To contribute, please follow the steps below:

  1. Fork the repository.
  2. Create a new branch for your change:
    git checkout -b feature/your-feature-name
  3. Commit your changes with a clear and descriptive message:
    git commit -m "Add: brief description of the change"
  4. Push your branch to your fork:
    git push origin feature/your-feature-name
  5. Open a Pull Request describing the changes made.

All contributions are reviewed before being merged. Please ensure that your changes follow the existing code style and include relevant documentation or tests where applicable.

Security & Privacy Disclaimer

Important

  • This repository presents a research-oriented, proof-of-concept implementation of an offline identity document recognition pipeline combining object detection, OCR, and large language model–based semantic parsing. The primary objective is to explore architectural design choices and model interoperability rather than to deliver a production-ready identity verification system.

  • While the pipeline is designed to operate entirely offline to reduce data exposure risks, it has not undergone formal security testing, threat modeling, or adversarial robustness evaluation. As such, the system may be vulnerable to manipulated inputs, adversarial images, prompt injection effects at the LLM layer, or OCR spoofing attacks.

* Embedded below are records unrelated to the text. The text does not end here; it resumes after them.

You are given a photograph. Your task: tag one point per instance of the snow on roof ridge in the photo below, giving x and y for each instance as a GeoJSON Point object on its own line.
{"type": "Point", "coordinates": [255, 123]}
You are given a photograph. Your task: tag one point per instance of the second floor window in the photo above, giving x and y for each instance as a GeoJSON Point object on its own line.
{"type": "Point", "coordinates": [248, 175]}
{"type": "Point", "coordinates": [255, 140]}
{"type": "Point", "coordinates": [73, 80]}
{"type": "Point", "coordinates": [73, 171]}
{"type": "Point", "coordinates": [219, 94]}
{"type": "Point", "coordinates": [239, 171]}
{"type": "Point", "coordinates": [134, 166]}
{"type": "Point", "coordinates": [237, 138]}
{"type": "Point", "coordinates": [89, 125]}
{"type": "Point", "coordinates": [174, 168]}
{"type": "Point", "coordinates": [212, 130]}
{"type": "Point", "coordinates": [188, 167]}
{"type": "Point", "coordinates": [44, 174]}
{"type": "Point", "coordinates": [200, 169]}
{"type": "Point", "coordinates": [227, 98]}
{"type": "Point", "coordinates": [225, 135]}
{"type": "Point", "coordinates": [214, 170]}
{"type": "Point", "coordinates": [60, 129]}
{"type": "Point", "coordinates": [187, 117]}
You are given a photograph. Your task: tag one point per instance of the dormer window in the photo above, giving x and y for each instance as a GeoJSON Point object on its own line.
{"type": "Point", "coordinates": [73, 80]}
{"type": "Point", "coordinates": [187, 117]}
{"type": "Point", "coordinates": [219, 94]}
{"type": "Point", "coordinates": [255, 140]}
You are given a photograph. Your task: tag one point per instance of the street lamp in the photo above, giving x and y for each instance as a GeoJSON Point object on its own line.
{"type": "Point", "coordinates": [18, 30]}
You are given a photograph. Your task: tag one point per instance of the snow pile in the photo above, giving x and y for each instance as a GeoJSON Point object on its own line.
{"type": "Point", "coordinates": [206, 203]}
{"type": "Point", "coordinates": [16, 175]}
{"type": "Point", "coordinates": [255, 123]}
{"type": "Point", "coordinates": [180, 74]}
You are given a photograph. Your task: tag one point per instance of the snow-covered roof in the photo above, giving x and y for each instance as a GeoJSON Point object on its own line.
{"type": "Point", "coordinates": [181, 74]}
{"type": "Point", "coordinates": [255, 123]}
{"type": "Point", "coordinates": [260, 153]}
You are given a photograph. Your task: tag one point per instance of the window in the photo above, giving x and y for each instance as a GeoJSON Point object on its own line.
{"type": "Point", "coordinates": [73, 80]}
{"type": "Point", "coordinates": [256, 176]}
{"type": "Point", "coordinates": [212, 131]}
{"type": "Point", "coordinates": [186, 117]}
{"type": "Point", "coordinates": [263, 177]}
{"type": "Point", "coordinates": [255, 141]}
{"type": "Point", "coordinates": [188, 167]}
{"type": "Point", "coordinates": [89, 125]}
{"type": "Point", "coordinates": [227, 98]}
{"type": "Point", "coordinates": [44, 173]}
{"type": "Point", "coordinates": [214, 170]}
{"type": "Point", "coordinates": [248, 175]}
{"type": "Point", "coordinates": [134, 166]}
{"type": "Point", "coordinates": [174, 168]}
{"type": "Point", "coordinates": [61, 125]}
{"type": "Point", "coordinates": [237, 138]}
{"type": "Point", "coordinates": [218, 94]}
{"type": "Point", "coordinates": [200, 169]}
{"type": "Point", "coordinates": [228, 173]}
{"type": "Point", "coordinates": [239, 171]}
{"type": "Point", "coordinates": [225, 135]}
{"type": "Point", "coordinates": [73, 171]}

  • This implementation must not be used in security-critical, legal, or regulatory contexts, including but not limited to identity verification (KYC), access control, onboarding, or governmental workflows, without comprehensive audits, model retraining on representative datasets, and strict compliance validation (e.g., GDPR, KVKK, ISO/IEC 27001).

  • All sample images, model weights, prompts, and generated outputs included in this repository are provided solely for academic evaluation and experimental purposes. Any deployment beyond controlled research settings requires replacement with properly licensed data, secure data-handling policies, and explicit user consent mechanisms.